More than 4.5 million mortgage modifications were started between April 2009 and April 2011, including more than 1.5 million trial modification starts through the administration’s Home Affordable Modification Program.
Still, home prices have dropped more than 30% from their 2006 peak, housing starts are one-third the rate prior to 2005 and 3.5 million existing homes are on the market with another 3.8 million units in the shadow inventory. Foreclosures remain high and one in four homeowners is underwater, owing more than their homes are worth.
More recently, Treasury issued a program directive for the largest mortgage servicers participating in the Making Home Affordable Program that requires them to assign homeowners applying for assistance a single point of contact to improve servicer accountability and efficiency. FHFA has helped, directing Fannie Mae and Freddie Mac to align servicing guidelines.

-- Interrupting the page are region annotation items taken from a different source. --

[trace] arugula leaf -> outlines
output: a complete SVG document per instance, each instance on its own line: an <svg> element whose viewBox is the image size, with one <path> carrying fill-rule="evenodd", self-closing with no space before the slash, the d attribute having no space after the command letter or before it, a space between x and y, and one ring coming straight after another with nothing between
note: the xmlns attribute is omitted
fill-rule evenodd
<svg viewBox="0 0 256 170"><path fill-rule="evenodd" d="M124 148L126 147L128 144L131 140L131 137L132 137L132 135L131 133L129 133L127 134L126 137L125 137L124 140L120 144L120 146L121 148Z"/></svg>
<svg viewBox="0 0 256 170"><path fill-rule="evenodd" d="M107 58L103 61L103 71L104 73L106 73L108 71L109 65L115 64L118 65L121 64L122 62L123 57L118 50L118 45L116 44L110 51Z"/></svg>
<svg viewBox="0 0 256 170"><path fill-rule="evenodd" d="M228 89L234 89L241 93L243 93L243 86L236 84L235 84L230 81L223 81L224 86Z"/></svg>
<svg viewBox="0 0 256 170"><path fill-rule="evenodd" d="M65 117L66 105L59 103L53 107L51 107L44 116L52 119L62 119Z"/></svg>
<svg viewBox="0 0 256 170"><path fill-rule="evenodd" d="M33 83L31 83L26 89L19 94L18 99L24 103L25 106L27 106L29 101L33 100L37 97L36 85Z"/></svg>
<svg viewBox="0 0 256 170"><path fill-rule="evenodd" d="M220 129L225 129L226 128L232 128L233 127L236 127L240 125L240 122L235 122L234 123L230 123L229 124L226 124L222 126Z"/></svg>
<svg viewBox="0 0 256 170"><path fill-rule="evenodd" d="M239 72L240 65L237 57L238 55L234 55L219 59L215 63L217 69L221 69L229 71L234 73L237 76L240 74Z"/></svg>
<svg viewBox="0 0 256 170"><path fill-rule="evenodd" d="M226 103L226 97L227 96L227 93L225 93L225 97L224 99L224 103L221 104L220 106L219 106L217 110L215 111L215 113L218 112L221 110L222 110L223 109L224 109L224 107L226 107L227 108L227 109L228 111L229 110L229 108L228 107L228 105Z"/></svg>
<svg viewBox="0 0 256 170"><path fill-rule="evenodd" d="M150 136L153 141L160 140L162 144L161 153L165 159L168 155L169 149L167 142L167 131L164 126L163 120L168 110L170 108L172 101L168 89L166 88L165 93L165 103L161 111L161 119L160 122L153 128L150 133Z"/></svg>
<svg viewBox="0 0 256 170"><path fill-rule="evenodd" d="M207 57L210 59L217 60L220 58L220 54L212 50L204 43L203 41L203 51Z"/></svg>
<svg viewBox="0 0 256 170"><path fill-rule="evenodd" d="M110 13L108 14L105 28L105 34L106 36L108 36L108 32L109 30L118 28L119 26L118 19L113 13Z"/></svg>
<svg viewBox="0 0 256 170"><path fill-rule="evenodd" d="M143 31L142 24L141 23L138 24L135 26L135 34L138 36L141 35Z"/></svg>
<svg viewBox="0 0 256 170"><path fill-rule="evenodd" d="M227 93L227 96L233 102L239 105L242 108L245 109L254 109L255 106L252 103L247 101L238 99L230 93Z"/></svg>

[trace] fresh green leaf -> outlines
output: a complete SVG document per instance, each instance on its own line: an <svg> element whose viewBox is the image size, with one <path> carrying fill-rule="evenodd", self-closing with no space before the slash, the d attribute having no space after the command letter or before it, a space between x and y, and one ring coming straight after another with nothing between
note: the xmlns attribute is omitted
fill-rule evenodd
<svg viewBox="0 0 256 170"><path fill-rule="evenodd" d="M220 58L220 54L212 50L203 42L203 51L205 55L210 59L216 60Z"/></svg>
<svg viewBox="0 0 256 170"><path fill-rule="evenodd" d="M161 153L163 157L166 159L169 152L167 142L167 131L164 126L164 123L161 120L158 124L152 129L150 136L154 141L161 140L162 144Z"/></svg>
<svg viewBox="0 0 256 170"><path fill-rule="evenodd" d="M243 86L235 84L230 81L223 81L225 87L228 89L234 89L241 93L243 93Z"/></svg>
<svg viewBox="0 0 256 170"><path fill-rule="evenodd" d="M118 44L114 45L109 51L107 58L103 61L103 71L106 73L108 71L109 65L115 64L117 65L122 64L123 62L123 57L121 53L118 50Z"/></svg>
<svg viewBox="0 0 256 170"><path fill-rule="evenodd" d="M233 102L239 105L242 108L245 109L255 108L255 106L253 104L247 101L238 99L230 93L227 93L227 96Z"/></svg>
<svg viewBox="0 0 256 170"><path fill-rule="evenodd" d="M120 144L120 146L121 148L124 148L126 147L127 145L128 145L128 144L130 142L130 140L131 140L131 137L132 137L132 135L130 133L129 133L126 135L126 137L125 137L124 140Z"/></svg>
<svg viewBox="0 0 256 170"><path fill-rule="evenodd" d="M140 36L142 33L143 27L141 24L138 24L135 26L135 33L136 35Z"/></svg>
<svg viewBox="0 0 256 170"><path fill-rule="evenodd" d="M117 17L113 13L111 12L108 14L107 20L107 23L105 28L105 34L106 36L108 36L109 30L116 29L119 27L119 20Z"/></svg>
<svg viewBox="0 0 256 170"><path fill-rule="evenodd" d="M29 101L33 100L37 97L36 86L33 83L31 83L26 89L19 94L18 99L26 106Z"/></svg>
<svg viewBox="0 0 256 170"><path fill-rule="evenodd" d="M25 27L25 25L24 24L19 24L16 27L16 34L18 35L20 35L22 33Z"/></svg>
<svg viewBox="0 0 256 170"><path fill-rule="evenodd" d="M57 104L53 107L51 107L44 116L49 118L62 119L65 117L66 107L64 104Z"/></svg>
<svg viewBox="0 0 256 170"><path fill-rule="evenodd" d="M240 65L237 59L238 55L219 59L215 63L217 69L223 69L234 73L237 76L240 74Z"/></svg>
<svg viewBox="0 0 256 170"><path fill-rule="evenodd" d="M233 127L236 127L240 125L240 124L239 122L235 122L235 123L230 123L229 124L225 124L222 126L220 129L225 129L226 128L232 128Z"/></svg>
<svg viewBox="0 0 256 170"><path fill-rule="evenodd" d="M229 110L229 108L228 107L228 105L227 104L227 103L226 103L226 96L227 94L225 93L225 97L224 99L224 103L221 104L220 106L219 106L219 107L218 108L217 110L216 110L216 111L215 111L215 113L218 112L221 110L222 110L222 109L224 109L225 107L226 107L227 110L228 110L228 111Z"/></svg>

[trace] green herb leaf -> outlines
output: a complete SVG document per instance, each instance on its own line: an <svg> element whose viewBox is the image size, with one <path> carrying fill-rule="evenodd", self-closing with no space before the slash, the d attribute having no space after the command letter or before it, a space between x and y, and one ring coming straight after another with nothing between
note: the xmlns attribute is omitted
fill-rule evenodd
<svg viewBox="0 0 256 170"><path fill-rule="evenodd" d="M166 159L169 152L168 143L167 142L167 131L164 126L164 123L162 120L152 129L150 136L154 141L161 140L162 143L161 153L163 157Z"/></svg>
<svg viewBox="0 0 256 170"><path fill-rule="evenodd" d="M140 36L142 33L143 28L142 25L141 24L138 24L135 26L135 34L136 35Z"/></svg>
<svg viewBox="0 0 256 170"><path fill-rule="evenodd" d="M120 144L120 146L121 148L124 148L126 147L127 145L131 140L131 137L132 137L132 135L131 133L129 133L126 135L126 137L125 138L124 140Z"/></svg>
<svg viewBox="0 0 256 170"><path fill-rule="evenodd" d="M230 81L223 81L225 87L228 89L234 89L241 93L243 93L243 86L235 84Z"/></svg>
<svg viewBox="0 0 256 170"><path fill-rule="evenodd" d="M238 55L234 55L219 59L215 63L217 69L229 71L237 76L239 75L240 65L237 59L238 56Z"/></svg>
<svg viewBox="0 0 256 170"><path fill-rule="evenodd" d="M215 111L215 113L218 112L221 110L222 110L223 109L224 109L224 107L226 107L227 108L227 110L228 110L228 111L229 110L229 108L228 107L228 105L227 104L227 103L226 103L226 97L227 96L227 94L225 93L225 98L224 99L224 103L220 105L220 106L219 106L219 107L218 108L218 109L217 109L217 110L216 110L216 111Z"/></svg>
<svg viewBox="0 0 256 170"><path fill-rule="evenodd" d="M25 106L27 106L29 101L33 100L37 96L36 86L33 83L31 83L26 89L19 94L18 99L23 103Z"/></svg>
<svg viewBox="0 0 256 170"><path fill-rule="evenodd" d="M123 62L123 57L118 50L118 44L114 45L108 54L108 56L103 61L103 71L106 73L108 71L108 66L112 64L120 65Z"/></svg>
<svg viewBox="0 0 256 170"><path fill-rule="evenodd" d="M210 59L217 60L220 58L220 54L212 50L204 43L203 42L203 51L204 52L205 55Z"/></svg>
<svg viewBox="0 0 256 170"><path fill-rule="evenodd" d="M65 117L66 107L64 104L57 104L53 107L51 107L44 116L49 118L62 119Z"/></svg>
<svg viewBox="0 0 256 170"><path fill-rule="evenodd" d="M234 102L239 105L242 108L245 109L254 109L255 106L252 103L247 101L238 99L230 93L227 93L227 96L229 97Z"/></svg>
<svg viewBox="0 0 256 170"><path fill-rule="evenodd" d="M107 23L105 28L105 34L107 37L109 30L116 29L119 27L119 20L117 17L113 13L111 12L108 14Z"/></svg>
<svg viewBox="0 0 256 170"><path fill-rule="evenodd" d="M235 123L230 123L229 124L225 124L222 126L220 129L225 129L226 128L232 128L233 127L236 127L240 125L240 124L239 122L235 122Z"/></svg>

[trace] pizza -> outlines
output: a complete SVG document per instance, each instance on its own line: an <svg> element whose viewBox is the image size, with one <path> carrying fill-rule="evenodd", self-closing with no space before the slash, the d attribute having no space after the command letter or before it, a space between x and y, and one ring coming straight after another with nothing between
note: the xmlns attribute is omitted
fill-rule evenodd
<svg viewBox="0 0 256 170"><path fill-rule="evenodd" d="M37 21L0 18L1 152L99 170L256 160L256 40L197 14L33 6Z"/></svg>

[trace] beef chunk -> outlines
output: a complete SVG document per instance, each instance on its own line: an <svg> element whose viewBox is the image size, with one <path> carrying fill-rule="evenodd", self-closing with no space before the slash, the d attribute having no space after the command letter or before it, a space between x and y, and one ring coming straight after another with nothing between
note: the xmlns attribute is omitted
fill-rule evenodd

"But the current government presence in the market — with over 90% of new mortgages backed by the government — is neither sustainable nor desirable for the long term," Miller said. "We also recognize the necessary balance that exists between moving swiftly to reduce the government’s footprint in the market and ensuring that any actions do not disrupt the still fragile housing market."
Treasury is also taking steps to gradually wind down its agency-guaranteed mortgage-backed securities portfolio acquired during the financial crisis. The Treasury held nearly $200 billion MBS at one point, and began shedding these assets in March.
Miller suggested reform of Fannie and Freddie may not take as long as the five to 10 years that others have suggested, noting she hopes to get legislation passed within two years.